The universe just got a lot bigger. Thanks to some new data from Hubble, scientists have calculated that there must be at least 2 trillion galaxies in the universe–a massive population spike from the previous estimates of a measly 100-200 billion galaxies. We haven't yet set eyes on the vast majority of these, because they are small, faint, and very far away.
"It boggles the mind that over 90 percent of the galaxies in the universe have yet to be studied," Christopher Conselice, a co-author on the study, said in a statement.
In an interview with Popular Science, Conselice explained how the team made this astonishing calculation. Last year, the group came up with a formula for explaining how galaxies are distributed by size. Monstrously huge galaxies are very rare, while there are a vast number of very small galaxies. Medium-sized galaxies are medium common.
Analyzing the number of faint galaxies that can be seen with the Hubble space telescope, Conselice's team determined that there must be an astronomical number of galaxies that we can't currently see. The team estimates that are at least 10 times more galaxies than previously estimated.
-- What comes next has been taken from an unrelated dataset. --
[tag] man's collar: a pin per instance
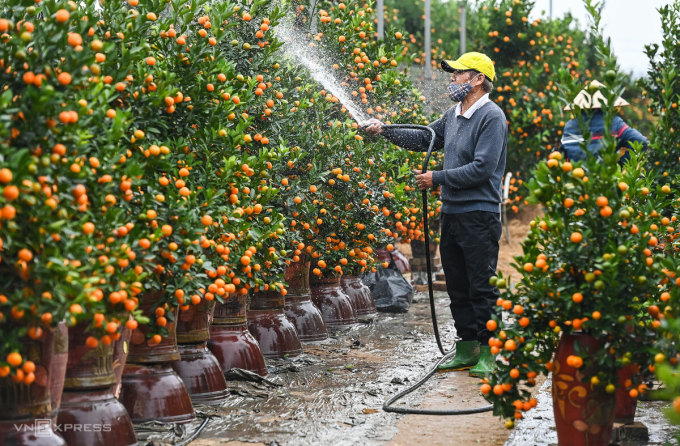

Back when the universe was a strapping young 1-billion-year-old, these galaxies were probably crammed together at a density 10 times higher than we see today. Over time they spread out, and many may have gotten eaten by larger galaxies.
When the James Webb Space Telescope launches in 2018, it may be able to spot a large portion of these previously undiscovered galaxies. Studying them could help explain how galaxies form and evolve.
"They're the most common galaxies, and so when we start looking at them in the early universe, we'll get some idea of how typical galaxies form, as opposed to the big, bright galaxies we can see now with Hubble, which are sort of the monsters, rarities, that may have unusual formation paths."